In quei giorni gli fu recapitata per sbaglio - causato dall’omonimia con un altro membro della Compagnia dei Bianchi - una lettera scritta da altri due religiosi, Giovanni Agostino Adorno e Fabrizio Caracciolo. Nella lettera, i due esortavano il destinatario a unirsi a loro per fondare un nuovo ordine. L’errore venne preso come un segno della Provvidenza. E i tre si ritirarono per quaranta giorni all’eremo dei camaldolesi di Napoli per scrivere la regola, che fu approvata l’1 luglio 1588 con la bolla Sacrae Religionis di Sisto V. Nacquero così, nel bel mezzo della Riforma cattolica, i Chierici Regolari Minori, i cui membri sono oggi comunemente detti Caracciolini, in onore del santo ricordato oggi.

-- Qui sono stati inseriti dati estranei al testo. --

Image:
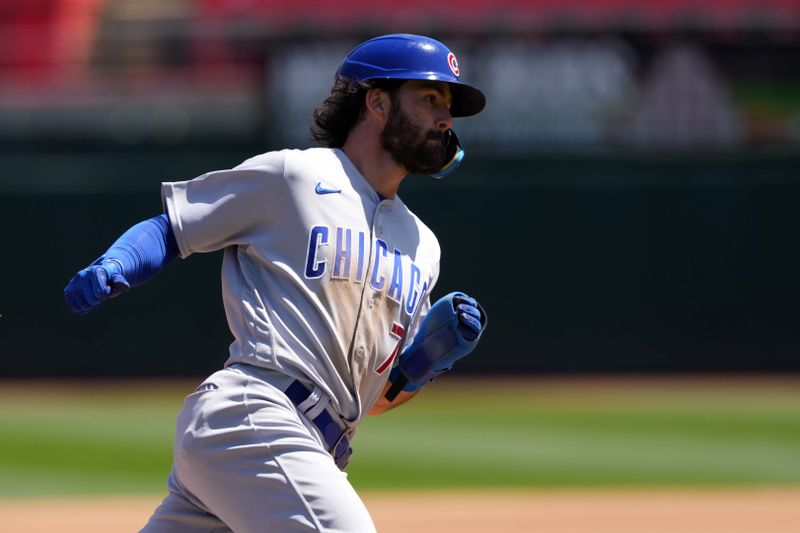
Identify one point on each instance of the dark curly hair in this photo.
(342, 110)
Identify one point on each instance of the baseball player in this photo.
(326, 282)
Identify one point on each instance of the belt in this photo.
(335, 438)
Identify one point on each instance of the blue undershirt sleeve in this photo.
(143, 250)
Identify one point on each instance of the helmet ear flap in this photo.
(454, 155)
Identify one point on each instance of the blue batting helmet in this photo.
(403, 56)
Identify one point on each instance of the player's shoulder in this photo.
(427, 237)
(273, 162)
(291, 161)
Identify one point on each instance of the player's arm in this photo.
(448, 333)
(138, 255)
(384, 404)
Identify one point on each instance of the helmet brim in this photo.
(467, 100)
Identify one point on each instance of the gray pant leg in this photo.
(177, 514)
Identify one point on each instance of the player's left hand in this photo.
(93, 285)
(469, 316)
(449, 332)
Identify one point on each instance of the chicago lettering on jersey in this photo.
(342, 253)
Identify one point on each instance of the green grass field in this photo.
(115, 438)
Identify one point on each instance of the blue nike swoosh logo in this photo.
(322, 190)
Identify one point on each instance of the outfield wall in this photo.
(592, 264)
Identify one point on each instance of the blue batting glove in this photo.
(449, 332)
(469, 317)
(95, 284)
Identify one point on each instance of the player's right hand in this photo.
(93, 285)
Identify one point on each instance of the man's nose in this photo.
(445, 121)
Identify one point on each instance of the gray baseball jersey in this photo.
(322, 279)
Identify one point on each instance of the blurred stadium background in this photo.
(633, 187)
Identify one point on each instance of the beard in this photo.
(416, 150)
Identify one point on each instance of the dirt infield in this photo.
(768, 510)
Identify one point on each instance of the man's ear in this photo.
(378, 103)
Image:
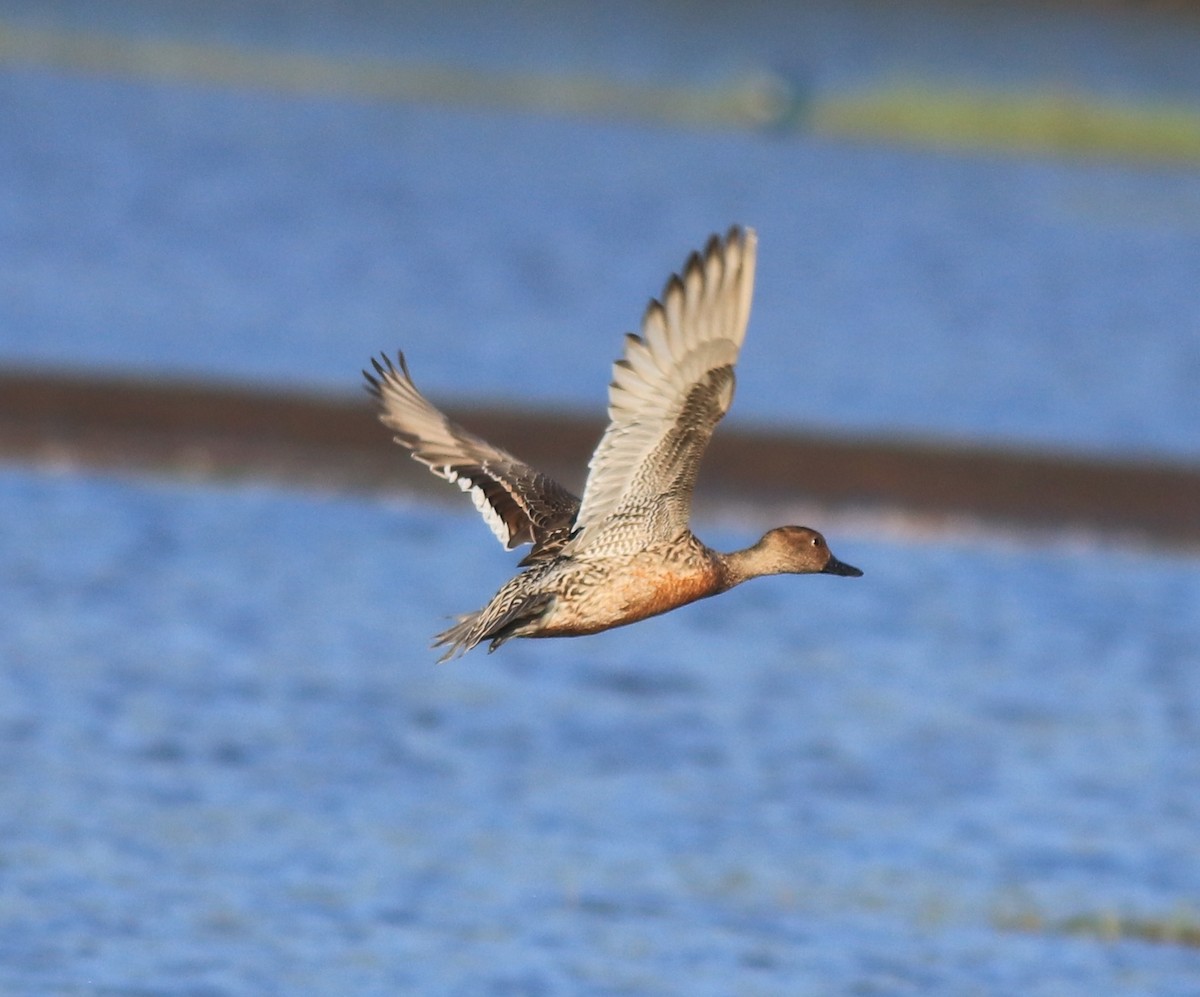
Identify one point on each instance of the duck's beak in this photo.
(834, 566)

Il quale professò i tre voti religiosi assumendo il nome di Francesco, per la grande devozione che nutriva verso il “Poverello d’Assisi”. Clemente VIII concesse poi a lui e ai suoi compagni di poter professare solennemente un quarto voto, ossia quello di non ambire a dignità ecclesiastiche.
Dopo la morte di Adorno (1551-1591), che fino a quel momento aveva guidato i confratelli, Francesco venne eletto preposito generale. L’incarico non lo portò a cambiare le sue abitudini di vita. Continuava a fare la questua per i poveri, assistere i malati, pulire la chiesa e dormire nelle celle più umili. Nell’assistere gli infermi gli capitò di guarirne diversi facendogli il segno della croce sulla fronte; quando veniva ringraziato, rispondeva: “Fratello, datene grazia a Dio e non a me, che sono il più tristo e malvagio peccatore che si trovi”. Si mortificava di frequente, indossando cilici e catenelle fino a sanguinare. Ma offriva tutto per la sua santificazione e la salvezza del suo prossimo, dai condannati alle prostitute. Perciò finì per essere chiamato “il cacciatore delle anime”. Svolgeva una buona parte del suo ministero ad ascoltare confessioni. E, quando celebrava Messa, il trasporto per il sacrificio di Gesù era tale da provocarne il pianto, costringendolo a volte a interrompersi per la commozione.
Promosse la devozione delle Quarantore e stabilì che i suoi confratelli si organizzassero in turni per adorare senza sosta il Santissimo Sacramento. Questa devozione divenne il tratto distintivo del suo ordine, da lui esteso pure in Spagna. Ebbe doni profetici e di discernimento dei cuori, predicendo ad alcuni la vita religiosa ad altri l’apostasia. Per evitare di tradire Cristo esortava a guardare alla Messa come culmine della nostra vita: “Sangue preziosissimo del mio Gesù, tu sei mio, e per te e con te soltanto spero di salvarmi. O sacerdoti, sforzatevi di celebrare la Messa ogni giorno e di inebriarvi di questo Sangue!”.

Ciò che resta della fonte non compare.